Einreise von Jägern aus Corona-Risikogebieten nach Rheinland-Pfalz

Koblenz. Nahezu alle gesellschaftlichen und wirtschaftlichen Bereiche sind mehr oder weniger von der aktuellen Corona-Situation betroffen. In Anbetracht der teilweise sehr unterschiedlichen Regelungen in den Bundesländern oder gar Landkreisen kommt es zu vielen offenen Fragen, was erlaubt ist und was nicht. Auch Jagdgenossenschaften, die Sorge um die ordnungsgemäße Ausübung der Jagd in ihren Revieren haben sowie nicht ortsansässige Jagdpächter und Jäger sind betroffen.

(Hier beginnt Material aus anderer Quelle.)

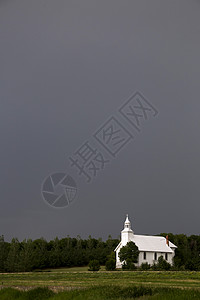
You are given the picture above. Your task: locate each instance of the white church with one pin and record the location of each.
(150, 247)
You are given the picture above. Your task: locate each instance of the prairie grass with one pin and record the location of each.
(102, 293)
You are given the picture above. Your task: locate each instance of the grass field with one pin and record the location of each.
(78, 283)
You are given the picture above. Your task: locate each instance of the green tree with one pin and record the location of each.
(129, 255)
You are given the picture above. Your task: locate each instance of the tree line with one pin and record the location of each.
(30, 255)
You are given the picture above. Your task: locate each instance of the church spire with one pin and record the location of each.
(127, 223)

Es gibt eine gewisse Verunsicherung, welche Reiseregelungen für Jäger gelten, die aus anderen Bundesländern oder Risikogebieten im In- und Ausland nach Rheinland-Pfalz einreisen. Das zuständige Ministerium für Umwelt, Energie und Forsten hat diesbezüglich nach Rücksprache mit dem Gesundheitsministerium mitgeteilt, dass nicht in Rheinland-Pfalz wohnhafte Jägerinnen und Jäger, die allerdings in Rheinland-Pfalz die Jagd ausüben, derzeit grundsätzlich die Reviere aufsuchen dürfen. Für die Einreise aus innerdeutschen Gebieten gibt es zur Zeit keine Beschränkungen mehr, da das Beherbergungsverbot, das die Quarantäneregelungen ersetzt, derzeit nicht angewendet wird. Folglich können alle Jäger, die nicht in Rheinland-Pfalz wohnen, ohne Beschränkungen nach Rheinland-Pfalz reisen. Für Jäger aus ausländischen Risikogebieten gelten die aktuellen Quarantäneregelungen aus der 11. Corona-Bekämpfungsverordnung sowie die darin beschriebenen Ausnahmen. Auf dieser Grundlage können Jäger nach Rheinland-Pfalz einreisen, ohne sich in Quarantäne begeben zu müssen, wenn sie sich höchstens 24 Stunden in Rheinland-Pfalz aufhalten oder aber über einen nicht älter als 48 Stunden alten Coronatest verfügen.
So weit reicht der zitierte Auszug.